Caliche is a game rather like skittles in Britain. ‘Rather’ as in very loosely indeed. It is played on a flat surface (say, the road outside your local teleclub) that is 35m long and 6m wide. A wooden baton (called the caliche), 20cm long and 3cm diameter is placed 7m from the end of the field. A 2cm disk (moneda) is placed on top of the baton. The end of the field is blocked off with a stout table or similar, turned on its side to stop the moneo disks which you throw at the baton. A moneo is a weighty metal disk of 8cm diameter (could be square, too) and about 2mm thick.

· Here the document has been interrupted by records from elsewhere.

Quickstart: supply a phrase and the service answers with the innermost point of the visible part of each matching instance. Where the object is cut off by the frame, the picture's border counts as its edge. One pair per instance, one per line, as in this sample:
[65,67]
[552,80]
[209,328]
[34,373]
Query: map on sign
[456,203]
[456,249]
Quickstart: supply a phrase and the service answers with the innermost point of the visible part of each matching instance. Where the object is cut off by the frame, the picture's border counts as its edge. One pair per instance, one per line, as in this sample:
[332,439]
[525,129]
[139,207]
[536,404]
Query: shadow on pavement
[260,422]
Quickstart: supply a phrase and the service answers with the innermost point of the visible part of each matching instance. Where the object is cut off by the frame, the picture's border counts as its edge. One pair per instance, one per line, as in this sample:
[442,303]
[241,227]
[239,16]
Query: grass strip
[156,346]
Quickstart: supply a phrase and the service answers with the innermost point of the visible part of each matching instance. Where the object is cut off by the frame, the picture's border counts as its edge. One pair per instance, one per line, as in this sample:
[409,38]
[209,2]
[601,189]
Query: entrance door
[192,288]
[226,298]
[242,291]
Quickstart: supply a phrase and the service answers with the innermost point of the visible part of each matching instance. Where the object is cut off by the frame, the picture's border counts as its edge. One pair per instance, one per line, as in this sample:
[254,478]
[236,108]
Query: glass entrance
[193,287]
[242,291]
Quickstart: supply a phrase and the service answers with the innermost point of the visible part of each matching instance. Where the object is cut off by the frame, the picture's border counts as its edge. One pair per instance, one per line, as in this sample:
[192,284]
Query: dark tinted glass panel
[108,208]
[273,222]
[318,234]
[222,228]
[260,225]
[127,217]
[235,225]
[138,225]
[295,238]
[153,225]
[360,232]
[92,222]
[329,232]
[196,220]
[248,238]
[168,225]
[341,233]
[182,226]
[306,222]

The objective of the game is to throw the moneo at the caliche in such a way as the moneda and moneo end up as close as possible to each other (after displacing the moneo from the caliche.)
The game is usually played with two teams of two. Each game has 8 throws, 4 per team and 2 per player. For a throw to be considered valid, the moneda must end up closer to the moneo than the caliche. If the moneo ends up nearer the caliche, the throw was invalid and is called a ‘ganga’.
A ganga throw can also be considered valid (made into a ganga válida) in the following way. You can throw another moneo down the field with a view to getting that one to land closer to the moneda than the caliche, or throwing another moneo in order to move the caliche so that the moneo you threw initially is now closer to the moneda than the caliche. If the player manages to achieve one of these ‘validation moves’, the throw is said to be arrimar or arrestar.
If, after throwing the second moneo after a ganga throw, you still don’t have a valid throw, there is one last option to validate your throw. The caliche and moneda get put back in their place in the centre line of the field and 7m from the end board. Once set up, the team that throws first has up to 4 opportunities to overturn the caliche and make a ganga. If so, the team that throws second will have to make a ganga válida to gain a point.
The teams take turns to play first. Typically a match comprises 12 or 20 rounds (manos). A point is gained by each the team winning the mano.
Now after all that explanation of the complicated rules, that’s not how we play it in La Murta. We just line up and throw 9 discs at the pin and count how many times we knock it over. When the last person has thrown, if there’s time and enthusiasm we all start again, adding our new score to the last one. Much easier, even an extranjero can work it out!